To enable TLS on Charmed Apache Kyuubi K8s, integrate the kyuubi-k8s
charm with the self-signed-certificates
charm:
juju integrate kyuubi-k8s self-signed-certificates
After the charms settle into active/idle
states, the Charmed Apache Kyuubi K8s endpoint should now accept encrypted traffic.

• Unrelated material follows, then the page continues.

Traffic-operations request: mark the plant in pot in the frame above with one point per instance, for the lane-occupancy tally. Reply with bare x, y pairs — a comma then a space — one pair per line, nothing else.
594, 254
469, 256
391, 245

Requesting the credentials again should now display the certificate:
juju run data-integrator/0 get-credentials
The resulted output should look like the following:
kyuubi:
data: '{"database": "test", "external-node-connectivity": "true", "provided-secrets":
"[\"mtls-cert\"]", "requested-secrets": "[\"username\", \"password\", \"tls\",
\"tls-ca\", \"uris\", \"read-only-uris\"]"}'
database: test
endpoints: 10.64.140.43:10009
password: 31rwWzk8wpnhoZvU
tls: "True"
tls-ca: |-
-----BEGIN CERTIFICATE-----
MIIDMTCCAhmgAwIBAgIUTM5oAAEAuCDfu/gmUnbZ0ei5ZSUwDQYJKoZIhvcNAQEL
BQAwHjELMAkGA1UEBhMCVVMxDzANBgNVBAMMBmt5dXViaTAeFw0yNTA3MTcxNDM4
NDRaFw0yNjA3MTcxNDM4NDRaMB4xCzAJBgNVBAYTAlVTMQ8wDQYDVQQDDAZreXV1
YmkwggEiMA0GCSqGSIb3DQEBAQUAA4IBDwAwggEKAoIBAQDcpvObLJIhUhKaNHbP
Ju4+XDjHRk6hMJhNdOo76mQHnbJR0c3ZlN8XSdZJ3ekgJOtUe4VY9stVZMZI3LGb
5/CcxSYZ8oYeWaQ06ST3v7bwZvyJMoInSRMYzLnCIzzXDSVajfLO9bqDKBhw7sPq
cW5j+FYhLlvqDhU1wXgwwf5KfhIpN70PQnBh1UhdYryU0Qg11caf4N8s+6TN39qu
hWewhAtADlWrbba/s34yHDSNxl1VVO3cxPmFmYp0UvraecEOsbhRhoX7ZfUlxF+t
OVjiB/LwWulDgTTFwOPEBku1Zqwuq1Bgl+VD6wGRC2uRsPy2lekDDfi4lDmBREdN
V6hvAgMBAAGjZzBlMB8GA1UdDgQYBBYEFC5E5p+5CDMi8lwiDZKG4RHRNxVYMCEG
A1UdIwQaMBiAFgQULkTmn7kIMyLyXCINkobhEdE3FVgwDgYDVR0PAQH/BAQDAgKk
MA8GA1UdEwEB/wQFMAMBAf8wDQYJKoZIhvcNAQELBQADggEBAEZCONjNJw22Fox/
7YCRMgb8TTLjybl5aFnpISVe+DbDiceBHrwcP+gJxHTh6cWs8tBrqi2v9ghcYo7S
Ux7MnRzc4qQTSravR+07guGDeQjaSNk6FX2I5J8shrUD4167ZbPDMoYmcawr4wAZ
NpIeRGN8IkezA5nMCY0iSrBsrpMYUepDmIPWck8MvrgPGjrR+hZSBq3EJc5J91Os
QLWGr1RlSjFOfsP8s8n0dkC2UqXmOBN7NZogizGS2mbQvLAg0dSOvueaJsh8dPBU
eN0aIQcZSPwCK/6iPokfO/afCYZIEmr5LBs81i5B8bQXqnxpltmcNbOQICfqA9XK
m/BZ6OU=
-----END CERTIFICATE-----
uris: jdbc:hive2://10.64.140.43:10009/
username: relation_id_15
version: 1.10.2
ok: "True"
Test the server certificate by requesting it using openssl
on the endpoint returned above:
sudo snap install yq
openssl s_client -showcerts -connect $(juju run data-integrator/0 get-credentials | yq ".kyuubi.endpoints") < /dev/null
The resulted output should include issuer CN Tutorial CA
.
To connect to Charmed Apache Kyuubi K8s using the spark-client’s bundled beeline
client, import the certificate in the spark-client snap:
juju run data-integrator/0 get-credentials | yq ".kyuubi.tls-ca" > cert.pem
spark-client.import-certificate tutorial-cert cert.pem
Then, add ;ssl=true
to the JDBC endpoint you got from the data-integrator charm, for example:
spark-client.beeline -u "jdbc:hive2://10.64.140.43:10009/;ssl=true" -n relation_id_15 -p 31rwWzk8wpnhoZvU
The client should welcome you once again with a prompt where you can run SQL queries.
Congratulations! You are now connected to Charmed Apache Kyuubi K8s using TLS.